T.V. Paul Named Recipient of the 2025 Kim Dae-jung Award

T.V. Paul Named Recipient of the 2025 Kim Dae-jung Award

Publication date: Tue, 11 Mar 2025

The IPSA Committee on Organization, Procedures, and Awards (COPA) is pleased to announce that T.V. Paul (McGill University) has been selected as the recipient of IPSA’s newly established Kim Dae-jung Award. In recognition of this honor, Prof. Paul will participate in the Kim Dae-jung Award Roundtable at the 2025 IPSA World Congress of Political Science on 14 July 2025. The focus of the roundtable will be on global peace, democracy, and human rights.

The Kim Dae-jung Award 

The Kim Dae-jung Award was established to honor the legacy of Kim Dae-jung, the 15th President of the Republic of Korea (South Korea) from 1998 to 2003 and Nobel Peace Prize laureate in 2000. A revered democratic philosopher-statesman, as well as the author of the 30-volume Kim Dae-jung Works, he is celebrated for translating his democratic philosophies and ideas into concrete policies that benefited both Korea and the world during his presidency. Sponsored by the Kim Dae-Jung Foundation, it is awarded at the IPSA World Congress to honor a scholar of high international reputation in recognition of their academic contribution to global peace, democracy, and human rights. 


T.V. Paul 

T.V. Paul is Distinguished James McGill Professor at the Department of Political Science at McGill University, Montréal, Canada, and a Fellow of the Royal Society of Canada. He served as the President of the International Studies Association (ISA) from 2016 to 2017, and is the Founding Director of the Global Research Network on Peaceful Change (GRENPEC). Prof. Paul is the author or editor of 24 books, co-editor of five special journal issues, and author of over 90 scholarly articles/book chapters in the fields of International Relations, International Security, and South Asia. 

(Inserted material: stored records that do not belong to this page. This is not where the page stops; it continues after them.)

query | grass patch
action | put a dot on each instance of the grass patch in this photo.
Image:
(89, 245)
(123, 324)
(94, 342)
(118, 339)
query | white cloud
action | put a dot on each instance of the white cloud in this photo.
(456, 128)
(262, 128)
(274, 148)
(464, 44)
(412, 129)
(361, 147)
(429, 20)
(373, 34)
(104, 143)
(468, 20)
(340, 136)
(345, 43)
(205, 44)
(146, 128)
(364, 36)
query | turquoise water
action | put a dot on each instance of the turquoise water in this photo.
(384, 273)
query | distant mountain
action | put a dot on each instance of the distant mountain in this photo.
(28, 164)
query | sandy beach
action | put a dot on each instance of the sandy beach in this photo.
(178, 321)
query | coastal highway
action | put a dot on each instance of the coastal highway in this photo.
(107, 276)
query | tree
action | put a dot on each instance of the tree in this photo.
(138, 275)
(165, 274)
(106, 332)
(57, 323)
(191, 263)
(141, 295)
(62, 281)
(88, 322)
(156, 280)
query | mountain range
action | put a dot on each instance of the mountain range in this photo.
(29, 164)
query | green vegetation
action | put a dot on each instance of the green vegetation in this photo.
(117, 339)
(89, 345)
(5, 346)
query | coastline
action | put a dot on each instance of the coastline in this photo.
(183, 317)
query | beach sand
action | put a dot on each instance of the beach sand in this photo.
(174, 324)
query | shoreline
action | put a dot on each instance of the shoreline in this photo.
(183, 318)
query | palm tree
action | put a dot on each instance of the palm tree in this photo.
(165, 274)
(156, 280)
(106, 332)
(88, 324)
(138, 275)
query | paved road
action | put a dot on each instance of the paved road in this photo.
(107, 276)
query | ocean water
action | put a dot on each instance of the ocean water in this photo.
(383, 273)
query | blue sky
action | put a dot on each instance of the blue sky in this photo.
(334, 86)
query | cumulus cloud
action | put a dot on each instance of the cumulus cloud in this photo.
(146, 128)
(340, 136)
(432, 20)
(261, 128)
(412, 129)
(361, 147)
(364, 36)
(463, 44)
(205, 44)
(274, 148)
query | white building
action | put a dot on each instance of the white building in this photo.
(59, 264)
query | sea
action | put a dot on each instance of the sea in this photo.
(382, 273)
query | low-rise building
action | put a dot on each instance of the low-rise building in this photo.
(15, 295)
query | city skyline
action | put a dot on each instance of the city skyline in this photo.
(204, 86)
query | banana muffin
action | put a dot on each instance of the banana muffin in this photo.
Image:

His books include The Unfinished Quest: India’s Search for Major Power Status from Nehru to Modi (Oxford University Press, 2024); Restraining Great Powers: Soft Balancing from Empires to the Global Era (Yale University Press, 2018); The Warrior State: Pakistan in the Contemporary World (Oxford University Press, 2013); Globalization and the National Security State (with N. Ripsman, Oxford University Press, 2010); The Tradition of Non-use of Nuclear Weapons (Stanford University Press, 2009); India in the World Order: Searching for Major Power Status (with B.R. Nayar Cambridge University Press, 2002); Power versus Prudence: Why Nations Forgo Nuclear Weapons (McGill-Queen’s University Press, 2000); and Asymmetric Conflicts: War Initiation by Weaker Powers (Cambridge University Press, 1994).

Prof. Paul is the lead editor of the Oxford Handbook of Peaceful Change in International Relations (Oxford University Press, 2021) and currently serves as the editor of the Georgetown University Press book series: South Asia in World Affairs. He is the recipient of the 2024 International Studies Association (ISA)-Canada Distinguished Scholar Award and the 2025 International Security Studies Section Distinguished Scholar Award.